Até o governador Alcides Rodrigues (PP) telefonou para deputados estaduais do PMDB, preocupado com a dimensão da revolta. Ex-aliado do tucano Perillo, Alcides luta para levar Meirelles para o PP, mas quer os aliados unidos em torno da candidatura. O presidente nacional licenciado do PMDB, deputado federal Michel Temer (SP), foi acionado. Soube que a desfeita a Iris poderia ameaçar a aliança com o PT.

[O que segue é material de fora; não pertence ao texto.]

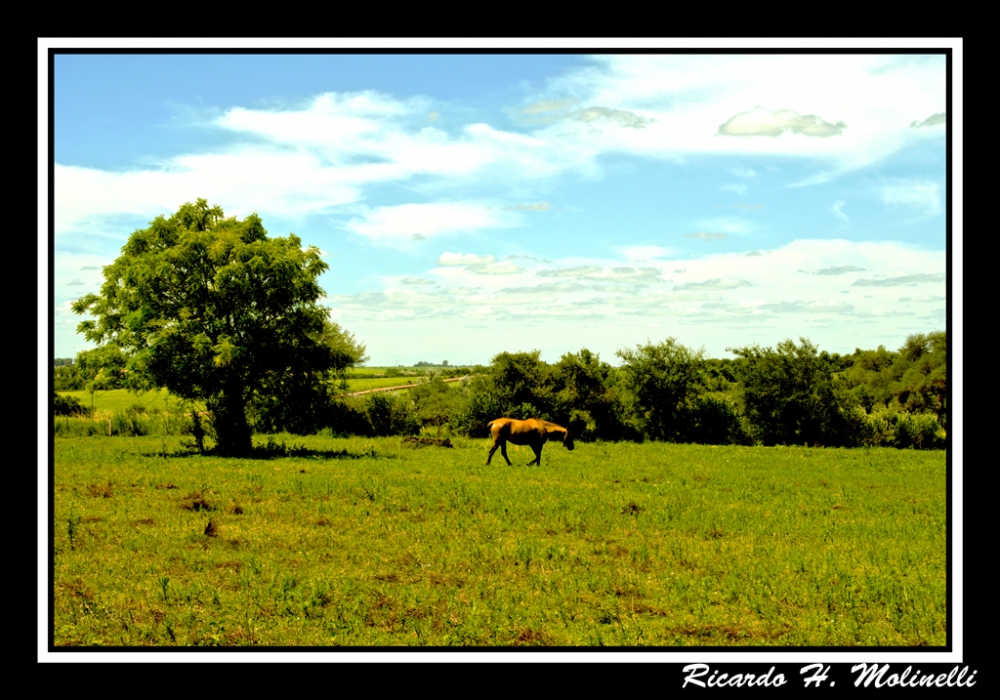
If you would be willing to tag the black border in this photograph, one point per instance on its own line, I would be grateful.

A mulher do prefeito, a deputada federal Iris de Araújo, vice-presidente nacional do PMDB, está no exercício da presidência do partido, durante a licença de Temer (eleito presidente da Câmara dos Deputados). Ao contrário do marido, que sempre manifestou apoio à ministra Dilma Rousseff (Casa Civil), a deputada é da ala que prega candidatura própria do PMDB a presidente da República.
Alertado sobre a repercussão negativa da visita, Lula telefonou ao prefeito na sexta-feira para tentar desfazer o mal-estar. Disse que a imprensa exagerou na interpretação de sua fala e que sua intenção não era manifestar preferência por Meirelles. Para tentar consertar o estrago, convidou o prefeito para um encontro hoje, às 15h, em Brasília. Aliados de Iris esperam um gesto público de apreço.
O episódio era comentado ontem em uma roda de aliados do presidente. Tentavam entender qual seria a "grande estratégia" por trás do comportamento de Lula, já que não queriam acreditar em simples falta de habilidade política. Afinal, se o presidente quase provoca uma crise entre aliados no que pode ser considerada uma prévia da campanha eleitoral de 2010, teme-se pelo que pode vir por aí. Especialmente em torno de uma candidatura - Dilma - que, aos poucos, parece perder forças.
Raquel Ulhôa é repórter de Política em Brasília.